After Prohibition shut down Wigan and Sean took over running a club called The Brain on Wardour street; I used to go nearly every weekend. There were a group of people including Grimsby, Al McKenzie (who DJed at BFLF in Birmingham fairly recently), the members of the band ‘If’, DJ Billy Nasty and various other reprobates who were regulars.

I remember particularly one guy, known just as “God” who shaved his whole body, wore beige leather outfits and never spoke. It was a great club, you could just turn up on your own and there would be people to talk to and have a laugh with – I loved the little dancefloor and all the neon paintings by Wigan. Pam Hogg, the fashion designer, used to drag her toyboys around that dancefloor in quite an amusing fashion.

I didn’t just go to clubs up in the West End (East London wasn’t a ‘thing’ back in my day). I was also a part-time indie kid and used to go to gigs and indie clubs like The Venue in New Cross (they had some excellent bands on – in fact The Prodigy played there to a half-empty club one night). I remember one night at the Venue there was a very odd lady in a ripped nightdress rolling around on the floor at a Mudhoney aftershow… turned out it was Courtney Love.

As well as legal clubs there was a big squat rave scene in New Cross – we would often go to The Venue and dance to indie/baggy and then after it closed go and find a Jungle rave in a railway arch or squatted library afterwards. I don’t think we realised how lucky we were to have so much stuff going on. These days with clubs closing right, left and centre (and becoming more corporate) it’s just not the same (yes I am being an old fart, sorry, I’ll stop).

But yes: Squat Raves! There was an old community centre in New Cross that was known as Lady Flo’s and they had raves there every weekend for quite a few months. As one was coming to a close we heard people talking about some crazy party out in the country. Two friends (Daniel and Leila) and I decided to hitchhike.
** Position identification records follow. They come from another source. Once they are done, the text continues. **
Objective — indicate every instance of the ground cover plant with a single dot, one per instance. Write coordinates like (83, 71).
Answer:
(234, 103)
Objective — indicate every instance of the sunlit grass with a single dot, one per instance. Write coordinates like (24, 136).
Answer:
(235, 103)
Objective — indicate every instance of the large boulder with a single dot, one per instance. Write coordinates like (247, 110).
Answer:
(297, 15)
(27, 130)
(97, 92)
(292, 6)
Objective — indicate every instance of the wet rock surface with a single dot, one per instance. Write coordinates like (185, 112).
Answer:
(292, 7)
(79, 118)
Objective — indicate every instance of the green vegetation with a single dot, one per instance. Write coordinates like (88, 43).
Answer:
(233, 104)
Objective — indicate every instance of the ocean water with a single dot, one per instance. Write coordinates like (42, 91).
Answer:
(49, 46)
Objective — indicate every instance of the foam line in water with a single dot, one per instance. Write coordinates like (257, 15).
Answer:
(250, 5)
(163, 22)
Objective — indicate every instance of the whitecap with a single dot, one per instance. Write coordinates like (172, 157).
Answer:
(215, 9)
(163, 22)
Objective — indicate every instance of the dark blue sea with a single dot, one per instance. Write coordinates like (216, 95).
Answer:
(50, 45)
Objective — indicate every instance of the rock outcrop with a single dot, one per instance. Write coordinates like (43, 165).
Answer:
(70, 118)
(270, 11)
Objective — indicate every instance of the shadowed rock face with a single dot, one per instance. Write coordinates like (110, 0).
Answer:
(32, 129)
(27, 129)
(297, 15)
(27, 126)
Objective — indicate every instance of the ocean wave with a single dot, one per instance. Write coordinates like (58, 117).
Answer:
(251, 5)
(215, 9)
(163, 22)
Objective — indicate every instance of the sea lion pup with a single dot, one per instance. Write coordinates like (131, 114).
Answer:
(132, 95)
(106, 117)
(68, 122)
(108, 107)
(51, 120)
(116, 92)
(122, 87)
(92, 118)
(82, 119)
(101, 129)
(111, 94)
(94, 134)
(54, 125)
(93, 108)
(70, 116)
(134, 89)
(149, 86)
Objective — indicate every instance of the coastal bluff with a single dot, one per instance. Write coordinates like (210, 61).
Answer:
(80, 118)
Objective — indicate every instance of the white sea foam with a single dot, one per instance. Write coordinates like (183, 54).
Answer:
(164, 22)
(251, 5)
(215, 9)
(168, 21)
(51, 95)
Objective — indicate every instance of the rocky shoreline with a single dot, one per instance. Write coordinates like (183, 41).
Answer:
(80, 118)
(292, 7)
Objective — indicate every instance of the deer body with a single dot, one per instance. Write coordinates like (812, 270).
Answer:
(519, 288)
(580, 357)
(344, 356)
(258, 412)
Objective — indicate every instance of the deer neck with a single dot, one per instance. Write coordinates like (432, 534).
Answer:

I’d never hitched before and being a bit giddy after a night out I don’t think my judgement was particularly great. We got a bus as far West as we could, and then nabbed a lift with a van full of football fans who dropped us at a roundabout somewhere outside Birmingham.

At this point my tiredness and natural homing instinct took over and I turned aorund and hitched back to London. My friends carried on and eventually managed to get to Castlemorton where they spent three days before being able to cadge a lift back. I’m actually quite glad in retrospect that I didn’t go (even though it would make this story better) and the mother in me shudders to think that I got into a stranger’s car. DON’T DO IT KIDS. Luckily the man was very, very nice and dropped me in Crystal Palace so I could get a 63 bus home and sleep for 2 days.

It’s been great to re-live my younger days at BFLF and see DJs that I used to dance to when I was a teenager… and in one case, a DJ that used to teach at my school (Coldcut’s Jon Moore used to teach us Craft, Design and Technology)!